Druzhba's overall length in Slovak territory reaches 507 kilometres; beyond Slovakia's borders it stretches a further 2,280 kilometres. The throughput capacity of Slovakia's section is 21 million tonnes of crude petroleum per year.

The Adria pipeline covers just 8.5 kilometres in Slovak territory, starting in the Croatian port of Omishajl and leading to Hungary and Slovakia. It has an overall length of 606 kilometres and an annual capacity of 4.5 million tonnes. It connects to the Druzhba pipeline in Šahy-Tupá, in southern Slovakia.

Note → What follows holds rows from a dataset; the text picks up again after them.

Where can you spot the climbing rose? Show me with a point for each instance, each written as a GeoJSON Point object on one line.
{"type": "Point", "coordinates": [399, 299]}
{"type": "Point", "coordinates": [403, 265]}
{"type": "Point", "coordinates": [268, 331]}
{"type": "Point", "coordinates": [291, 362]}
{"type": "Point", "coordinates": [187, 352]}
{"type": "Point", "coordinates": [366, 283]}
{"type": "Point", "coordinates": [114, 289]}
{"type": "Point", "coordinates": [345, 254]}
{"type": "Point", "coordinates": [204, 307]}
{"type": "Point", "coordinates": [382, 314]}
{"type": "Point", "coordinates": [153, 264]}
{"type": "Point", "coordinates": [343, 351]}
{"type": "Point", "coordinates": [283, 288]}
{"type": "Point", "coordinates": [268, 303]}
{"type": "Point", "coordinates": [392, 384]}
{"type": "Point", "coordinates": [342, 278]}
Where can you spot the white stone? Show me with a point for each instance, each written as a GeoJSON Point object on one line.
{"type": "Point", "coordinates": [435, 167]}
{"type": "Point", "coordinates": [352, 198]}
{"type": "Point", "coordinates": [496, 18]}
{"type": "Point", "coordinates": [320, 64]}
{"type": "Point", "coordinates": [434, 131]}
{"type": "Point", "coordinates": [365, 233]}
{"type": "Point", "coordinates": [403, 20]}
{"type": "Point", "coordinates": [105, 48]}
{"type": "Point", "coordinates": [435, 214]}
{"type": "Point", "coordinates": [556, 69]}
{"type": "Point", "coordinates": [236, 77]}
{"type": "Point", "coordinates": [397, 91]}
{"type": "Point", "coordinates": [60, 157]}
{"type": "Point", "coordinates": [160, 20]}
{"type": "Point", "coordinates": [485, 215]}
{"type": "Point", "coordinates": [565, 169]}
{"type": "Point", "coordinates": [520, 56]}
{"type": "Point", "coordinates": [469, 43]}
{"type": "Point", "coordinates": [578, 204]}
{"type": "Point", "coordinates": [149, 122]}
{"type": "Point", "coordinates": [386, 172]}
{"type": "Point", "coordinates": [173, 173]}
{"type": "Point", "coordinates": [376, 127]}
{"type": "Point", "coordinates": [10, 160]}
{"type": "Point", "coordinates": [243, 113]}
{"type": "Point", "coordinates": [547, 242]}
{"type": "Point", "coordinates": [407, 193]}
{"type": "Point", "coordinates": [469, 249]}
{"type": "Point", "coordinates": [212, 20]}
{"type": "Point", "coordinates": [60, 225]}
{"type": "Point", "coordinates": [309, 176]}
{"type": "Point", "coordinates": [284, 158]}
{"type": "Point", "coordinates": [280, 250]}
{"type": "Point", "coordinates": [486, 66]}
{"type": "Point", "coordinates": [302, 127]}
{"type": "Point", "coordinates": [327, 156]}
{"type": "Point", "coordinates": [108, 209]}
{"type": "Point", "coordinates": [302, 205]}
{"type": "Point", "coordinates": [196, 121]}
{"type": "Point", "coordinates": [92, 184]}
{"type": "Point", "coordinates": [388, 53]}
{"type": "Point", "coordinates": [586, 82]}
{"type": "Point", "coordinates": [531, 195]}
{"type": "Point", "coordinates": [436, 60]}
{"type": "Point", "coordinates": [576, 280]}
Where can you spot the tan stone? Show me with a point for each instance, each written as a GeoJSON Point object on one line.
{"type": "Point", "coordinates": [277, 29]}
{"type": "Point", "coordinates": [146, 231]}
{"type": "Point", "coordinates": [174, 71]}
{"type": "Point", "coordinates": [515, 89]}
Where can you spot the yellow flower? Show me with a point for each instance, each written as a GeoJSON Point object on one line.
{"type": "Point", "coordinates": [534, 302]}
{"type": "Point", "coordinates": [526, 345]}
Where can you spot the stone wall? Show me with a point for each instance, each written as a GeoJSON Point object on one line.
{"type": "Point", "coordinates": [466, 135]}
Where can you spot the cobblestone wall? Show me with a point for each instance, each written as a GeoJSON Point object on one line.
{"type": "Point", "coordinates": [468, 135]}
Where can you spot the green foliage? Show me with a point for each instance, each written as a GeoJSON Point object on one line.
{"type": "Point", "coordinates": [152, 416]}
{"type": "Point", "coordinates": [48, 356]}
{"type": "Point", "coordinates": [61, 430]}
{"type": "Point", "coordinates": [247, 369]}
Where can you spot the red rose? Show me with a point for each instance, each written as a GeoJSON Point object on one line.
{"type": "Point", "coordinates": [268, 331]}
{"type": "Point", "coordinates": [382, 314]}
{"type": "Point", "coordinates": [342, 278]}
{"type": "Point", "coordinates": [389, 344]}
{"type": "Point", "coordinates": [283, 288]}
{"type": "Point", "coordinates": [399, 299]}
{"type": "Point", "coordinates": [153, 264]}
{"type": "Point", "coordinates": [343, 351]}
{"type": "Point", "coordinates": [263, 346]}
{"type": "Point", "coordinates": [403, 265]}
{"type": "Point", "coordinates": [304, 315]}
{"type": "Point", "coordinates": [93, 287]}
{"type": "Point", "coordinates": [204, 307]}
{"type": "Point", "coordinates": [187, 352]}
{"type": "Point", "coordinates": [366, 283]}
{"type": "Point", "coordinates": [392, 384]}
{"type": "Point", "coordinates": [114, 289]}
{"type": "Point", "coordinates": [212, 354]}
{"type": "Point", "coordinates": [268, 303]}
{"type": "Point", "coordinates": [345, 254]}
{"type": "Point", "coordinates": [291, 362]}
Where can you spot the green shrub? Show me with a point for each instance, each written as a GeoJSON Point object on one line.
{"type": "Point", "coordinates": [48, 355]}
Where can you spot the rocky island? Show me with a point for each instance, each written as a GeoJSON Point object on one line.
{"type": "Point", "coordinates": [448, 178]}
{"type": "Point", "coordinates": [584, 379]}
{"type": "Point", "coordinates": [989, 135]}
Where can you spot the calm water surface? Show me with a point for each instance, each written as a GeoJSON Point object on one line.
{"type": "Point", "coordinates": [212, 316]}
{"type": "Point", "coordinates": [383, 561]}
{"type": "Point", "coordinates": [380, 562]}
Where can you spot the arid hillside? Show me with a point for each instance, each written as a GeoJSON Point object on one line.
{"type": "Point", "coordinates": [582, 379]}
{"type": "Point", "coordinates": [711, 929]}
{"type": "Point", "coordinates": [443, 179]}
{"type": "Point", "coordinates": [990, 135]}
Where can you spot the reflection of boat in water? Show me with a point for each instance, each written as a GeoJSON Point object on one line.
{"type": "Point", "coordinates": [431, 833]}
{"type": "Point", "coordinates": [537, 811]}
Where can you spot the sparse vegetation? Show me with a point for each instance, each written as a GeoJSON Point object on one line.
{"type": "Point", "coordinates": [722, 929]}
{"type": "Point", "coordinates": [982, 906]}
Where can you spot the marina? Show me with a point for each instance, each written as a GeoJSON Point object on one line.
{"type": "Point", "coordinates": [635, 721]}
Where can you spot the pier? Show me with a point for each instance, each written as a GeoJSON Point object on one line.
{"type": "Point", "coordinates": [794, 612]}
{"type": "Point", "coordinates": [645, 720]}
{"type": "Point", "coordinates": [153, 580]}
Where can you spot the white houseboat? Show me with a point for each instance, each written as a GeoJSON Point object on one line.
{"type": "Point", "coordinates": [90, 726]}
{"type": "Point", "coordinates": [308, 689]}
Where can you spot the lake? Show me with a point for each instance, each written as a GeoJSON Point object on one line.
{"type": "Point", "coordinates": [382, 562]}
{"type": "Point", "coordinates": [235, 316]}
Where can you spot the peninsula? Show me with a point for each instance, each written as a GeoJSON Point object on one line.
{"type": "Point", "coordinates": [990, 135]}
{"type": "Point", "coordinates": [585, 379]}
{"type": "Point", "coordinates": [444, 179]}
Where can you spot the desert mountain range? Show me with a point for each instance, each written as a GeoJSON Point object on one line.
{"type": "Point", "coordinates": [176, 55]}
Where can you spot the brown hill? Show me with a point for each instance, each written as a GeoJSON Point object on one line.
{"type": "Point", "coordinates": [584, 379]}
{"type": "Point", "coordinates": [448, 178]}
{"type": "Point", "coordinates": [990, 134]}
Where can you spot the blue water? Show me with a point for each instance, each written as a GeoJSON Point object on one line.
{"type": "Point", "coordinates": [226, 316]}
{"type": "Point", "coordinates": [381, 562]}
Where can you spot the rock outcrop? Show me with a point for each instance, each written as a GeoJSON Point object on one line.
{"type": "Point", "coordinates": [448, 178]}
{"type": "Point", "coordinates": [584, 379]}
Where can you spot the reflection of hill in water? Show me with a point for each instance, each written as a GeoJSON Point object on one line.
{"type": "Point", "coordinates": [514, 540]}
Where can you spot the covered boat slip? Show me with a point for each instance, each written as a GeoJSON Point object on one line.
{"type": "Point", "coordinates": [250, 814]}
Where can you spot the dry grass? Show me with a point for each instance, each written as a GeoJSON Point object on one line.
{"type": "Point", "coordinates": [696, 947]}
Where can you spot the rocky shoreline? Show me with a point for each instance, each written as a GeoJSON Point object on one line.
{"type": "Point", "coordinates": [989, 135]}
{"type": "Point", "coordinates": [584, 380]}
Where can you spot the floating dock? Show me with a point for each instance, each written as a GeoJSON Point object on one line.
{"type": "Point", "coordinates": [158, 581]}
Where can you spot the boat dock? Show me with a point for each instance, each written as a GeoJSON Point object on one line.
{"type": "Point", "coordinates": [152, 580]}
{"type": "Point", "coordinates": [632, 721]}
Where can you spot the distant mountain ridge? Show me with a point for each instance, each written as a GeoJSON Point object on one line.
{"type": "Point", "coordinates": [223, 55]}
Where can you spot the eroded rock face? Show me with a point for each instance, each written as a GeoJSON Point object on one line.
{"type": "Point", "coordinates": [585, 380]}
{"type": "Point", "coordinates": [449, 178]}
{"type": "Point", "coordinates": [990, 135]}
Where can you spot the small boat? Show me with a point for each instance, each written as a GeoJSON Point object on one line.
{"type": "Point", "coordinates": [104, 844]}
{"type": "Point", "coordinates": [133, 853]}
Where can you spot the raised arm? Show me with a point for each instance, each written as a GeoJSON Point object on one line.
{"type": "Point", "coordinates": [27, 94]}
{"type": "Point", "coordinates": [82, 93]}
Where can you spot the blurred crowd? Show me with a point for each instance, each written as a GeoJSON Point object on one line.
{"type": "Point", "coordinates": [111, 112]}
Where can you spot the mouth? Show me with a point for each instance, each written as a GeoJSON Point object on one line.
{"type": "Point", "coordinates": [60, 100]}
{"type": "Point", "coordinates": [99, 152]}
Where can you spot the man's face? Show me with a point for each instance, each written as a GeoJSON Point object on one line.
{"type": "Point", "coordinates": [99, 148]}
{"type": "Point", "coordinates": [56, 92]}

The same year that Yukos took control of its minority stake in Transpetrol, Slovnaft complained to the Slovak Antitrust Office about the Transpetrol tender deal. Slovnaft alleged that Yukos, as an oil supplier that also controls pipeline distribution, could offer advantageous prices to itself to the detriment of other oil supply companies in Russia and the Caspian region.

Transpetrol has had its own share of controversy. The then-state-owned pipeline company made headlines in 2001 when it unexpectedly sold its stake in the former East Slovak Ironworks (VSŽ) to the Penta Group. Transpetrol was acting on behalf of its sole shareholder, the Slovak state

Former Economy Minister Ľubomír Harach had supposedly put the sale of Transpetrol's 21-percent stake in VSŽ on hold, saying the time was not ripe for the sale due to a sharp decrease of the share prices. Analysts agreed that the downturn was a result of speculation.

When the sale took place, it came as a surprise to many, including the VSŽ. Anton Bidovský, the VSŽ's boss, said that both the Economy Ministry and Transpetrol were aware that it wanted to buy its own shares back at Sk200 (€4.76) per share, Sk40 (€1) per share higher than the price paid by the Penta Group.

In mid 2003, authorities charged with investigating the sale halted its inquiries. Jozef Bernát, head of the special prosecutor's office, confirmed that investigators had failed to prove that any crime had been committed regarding the transfer of VSŽ shares to the Penta Group.